MOULTONBOROUGH — With removal proceedings against two members of the Planning Board scheduled on Monday, the selectmen last week sought but failed to overcome charges that they violated the Right-to-Know law by deciding to begin the process while consulting with town counsel behind closed doors.
A motion intended to legitimize the actions taken at the controversial meeting failed by a vote of three-to-two with selectmen Chris Shipp, Jon Tolman and Ed Charest in the majority and chairman Joel Mudgett and Russ Wakefield in the minority.
Town Administrator Carter Terenzini, who has insisted that claims that the selectboard breached the law are without merit, said yesterday that the vote would have no impact on the hearings, which will be held as scheduled. "There have been a number of questions about whether the process has complied with RSA 91-A (the Right-to-Know law)," he said. "The purpose of the motion was to remove that issue from the table to concentrate on the real issues." He denied that the motion represented an admission that the selectboard's prior actions we're improper. "That's not what we're saying at all," he declared.
On July 18, a week after the Planning Board approved construction of an observation tower on Red Hill, the selectmen held a non-meeting with Town Counsel Peter Minkow to consider information they had received about the conduct of Josh Bartlett and Judy Ryerson in granting the approval. The selectboard agreed to begin removal proceedings and to instruct Town Administrator Carter Terenzini and Minkow to offer the two members the opportunity to resign rather than undergo a public hearing. After both Bartlett and Ryerson refused to resign, the selectmen outlined the charges against them, which bore primarily on their conduct in approving construction of the observation tower, in letters sent to each and subsequently scheduled public hearings to determine if there is cause to remove them.
Both the selectmen and Terenzini have steadfastly refused to disclose what transpired during the consultation with Minkow, which they have variously claimed was a "non-public meeting" or is protected by "attorney-client privilege." Among others Paul Puntunieri, a member of the Planning Board, has countered that the selectboard contravened the Right-to-Know by conducting deliberations and making decisions during the consultation.
According to the Memorandum of the New Hampshire Attorney General on the application of the Right-to-Know law, consultation with legal counsel does not qualify as either a meeting or a non-public meeting, but instead is a "non-meeting." The memorandum continues "consultation with legal counsel should be limited to discussion of legal issues. Deliberation about the matter on which advice is sought may not occur during consultation with legal counsel. The public body must reconvene and, unless a statutory exemption allowing deliberation in non-public session exists, conduct deliberation in public session."

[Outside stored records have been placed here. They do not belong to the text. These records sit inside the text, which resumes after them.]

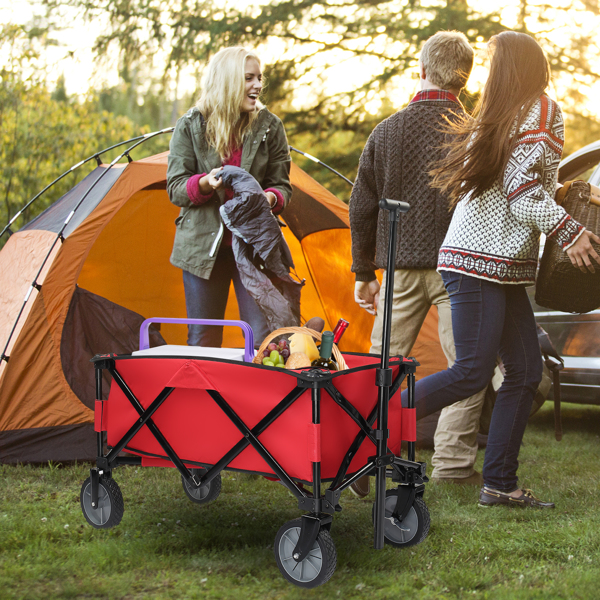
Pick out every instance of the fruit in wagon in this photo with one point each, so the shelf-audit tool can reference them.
(300, 342)
(297, 360)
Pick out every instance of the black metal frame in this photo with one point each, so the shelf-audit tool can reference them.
(411, 475)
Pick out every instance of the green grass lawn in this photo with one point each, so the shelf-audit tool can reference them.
(167, 547)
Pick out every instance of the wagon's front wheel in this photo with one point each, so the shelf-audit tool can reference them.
(205, 493)
(318, 566)
(110, 508)
(412, 530)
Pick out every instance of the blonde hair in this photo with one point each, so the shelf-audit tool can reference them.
(448, 59)
(223, 91)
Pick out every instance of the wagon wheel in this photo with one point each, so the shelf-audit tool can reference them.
(109, 511)
(412, 530)
(319, 565)
(205, 493)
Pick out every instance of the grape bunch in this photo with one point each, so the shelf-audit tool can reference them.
(275, 355)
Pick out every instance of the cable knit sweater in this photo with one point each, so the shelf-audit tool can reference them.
(496, 236)
(395, 164)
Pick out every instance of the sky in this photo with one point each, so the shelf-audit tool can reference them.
(74, 58)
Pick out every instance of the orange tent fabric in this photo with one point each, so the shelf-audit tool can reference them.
(109, 269)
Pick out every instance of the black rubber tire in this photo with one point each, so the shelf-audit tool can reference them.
(110, 509)
(204, 494)
(413, 529)
(317, 568)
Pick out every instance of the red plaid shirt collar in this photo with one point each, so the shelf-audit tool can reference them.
(433, 95)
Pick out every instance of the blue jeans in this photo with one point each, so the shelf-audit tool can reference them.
(489, 319)
(207, 299)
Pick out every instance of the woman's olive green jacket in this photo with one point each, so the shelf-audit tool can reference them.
(199, 231)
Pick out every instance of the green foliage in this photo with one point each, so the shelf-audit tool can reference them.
(168, 547)
(43, 134)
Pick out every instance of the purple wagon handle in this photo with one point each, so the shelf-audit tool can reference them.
(248, 333)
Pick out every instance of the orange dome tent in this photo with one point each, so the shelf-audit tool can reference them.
(96, 263)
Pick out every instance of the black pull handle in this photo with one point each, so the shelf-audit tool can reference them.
(387, 204)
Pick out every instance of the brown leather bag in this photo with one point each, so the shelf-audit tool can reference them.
(560, 285)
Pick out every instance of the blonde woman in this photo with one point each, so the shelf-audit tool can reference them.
(228, 126)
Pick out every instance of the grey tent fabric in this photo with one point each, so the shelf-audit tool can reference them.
(262, 256)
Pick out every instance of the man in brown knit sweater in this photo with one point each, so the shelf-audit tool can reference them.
(395, 164)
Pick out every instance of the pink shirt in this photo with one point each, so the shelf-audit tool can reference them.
(198, 198)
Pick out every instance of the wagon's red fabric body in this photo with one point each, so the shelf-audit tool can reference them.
(200, 432)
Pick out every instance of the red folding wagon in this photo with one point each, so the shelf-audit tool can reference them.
(303, 427)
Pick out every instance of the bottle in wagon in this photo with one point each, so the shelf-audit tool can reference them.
(339, 330)
(324, 361)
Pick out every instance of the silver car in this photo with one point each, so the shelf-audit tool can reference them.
(576, 337)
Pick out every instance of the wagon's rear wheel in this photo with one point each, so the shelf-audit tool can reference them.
(412, 530)
(319, 565)
(110, 508)
(205, 493)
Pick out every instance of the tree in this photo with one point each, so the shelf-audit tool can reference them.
(43, 134)
(306, 41)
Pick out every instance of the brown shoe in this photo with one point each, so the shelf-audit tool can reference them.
(491, 497)
(361, 487)
(474, 479)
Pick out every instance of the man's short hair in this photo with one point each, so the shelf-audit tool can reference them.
(448, 59)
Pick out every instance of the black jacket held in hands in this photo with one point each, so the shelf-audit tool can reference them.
(261, 253)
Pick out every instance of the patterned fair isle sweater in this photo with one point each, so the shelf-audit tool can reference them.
(497, 235)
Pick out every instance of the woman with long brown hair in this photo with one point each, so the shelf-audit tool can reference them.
(501, 175)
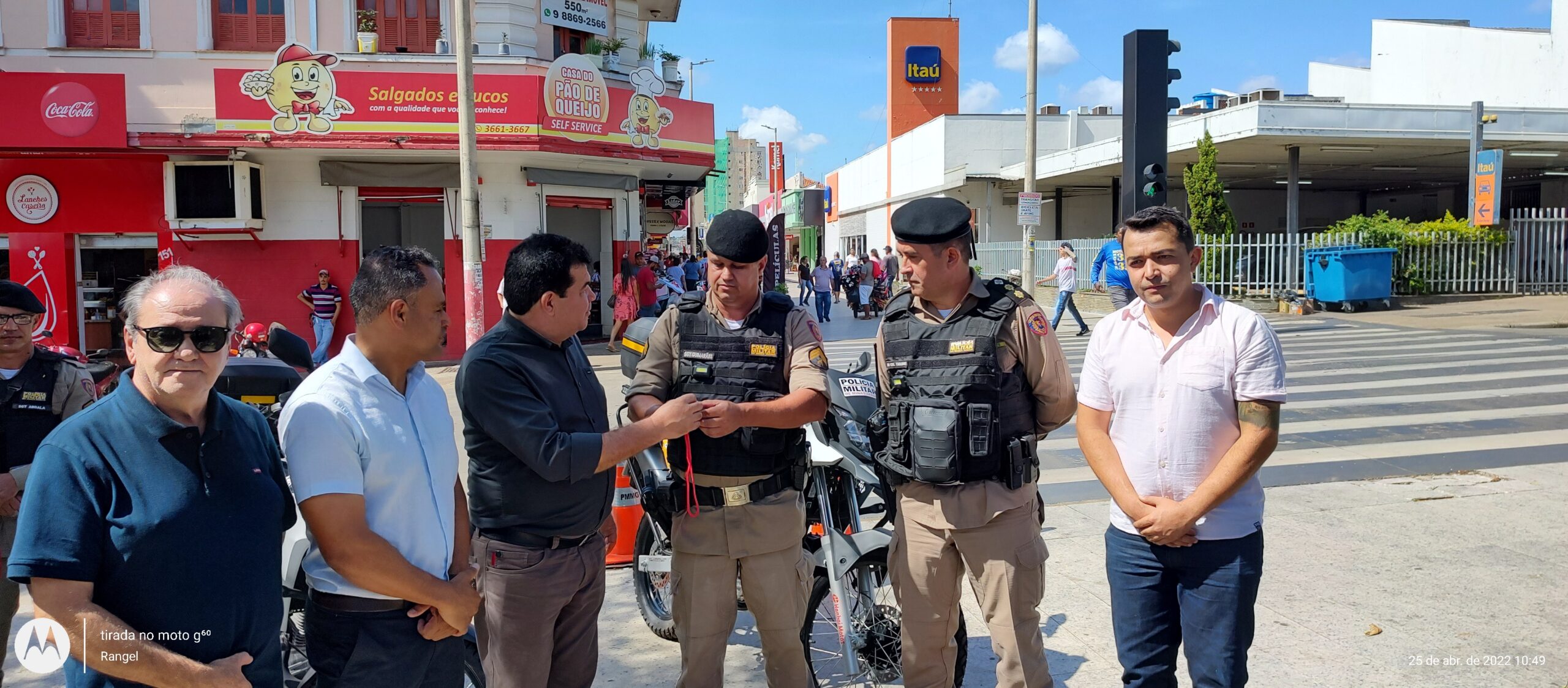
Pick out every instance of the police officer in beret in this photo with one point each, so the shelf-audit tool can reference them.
(756, 362)
(971, 378)
(41, 389)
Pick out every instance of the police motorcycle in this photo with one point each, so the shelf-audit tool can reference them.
(265, 383)
(852, 626)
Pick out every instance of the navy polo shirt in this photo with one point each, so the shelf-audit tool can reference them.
(179, 532)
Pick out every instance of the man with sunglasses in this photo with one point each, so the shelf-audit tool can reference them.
(40, 389)
(153, 521)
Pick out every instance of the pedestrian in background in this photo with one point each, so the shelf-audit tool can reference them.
(1114, 265)
(838, 275)
(325, 300)
(625, 301)
(159, 468)
(822, 283)
(951, 350)
(541, 472)
(737, 482)
(375, 468)
(1178, 409)
(40, 389)
(1065, 276)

Of the nine matters that may be considered in non-public session, only those that are likely to adversely affect the reputation of any person, other than a member of selectboard itself, applies. However, if the person in question requests an open meeting, if must be granted.
When the selectmen met last week, Terenzini informed them that Minkow recommended that they "ratify" the letters sent to Bartlett and Ryerson as well as the notice of the public hearings. "Why we're doing this at this juncture," asked Shipp, "I don't understand." He was echoed by Charest, who said "I'm not following the reason either."
"There's no new action," Terenzini replied. "You're ratifying what you've already done." He added that "you don't have to do anything" and assured the selectmen that the hearing would proceed if they chose to do nothing.
Tolman wondered "is it that he (Minkow) is uncomfortable with the procedure we've followed to this point?"
Peter Jensen, vice-chair of the Planning Board, which last month recommended against proceedings against two of its members, told the selectmen "I would encourage you not to do this unless you know what you're doing."
Terenzini intervened, saying "there continues to persist a question as to whether or not the board can consult with counsel and give counsel instructions in that meeting. He (Minkow) requests to have you ratify what you have done in an open and public session to remove and put to rest that question."
"Obviously he's telling you you broke the right-to-know law," interrupted Puntunieri, "and now you're going to fix it."
Terenzini reminded the selectmen that similar charges were brought in the past only to be dismissed by the Carroll County Superior Court. "I leave it to you," he said, again telling the selectmen they were not bound to act. "I think he (Minkow) remains comfortable with the advice he's given you."
With that the selectboard voted to reject Minkow's advice.
The public hearings are scheduled to begin on Monday at 1 p.m. in the Town Hall.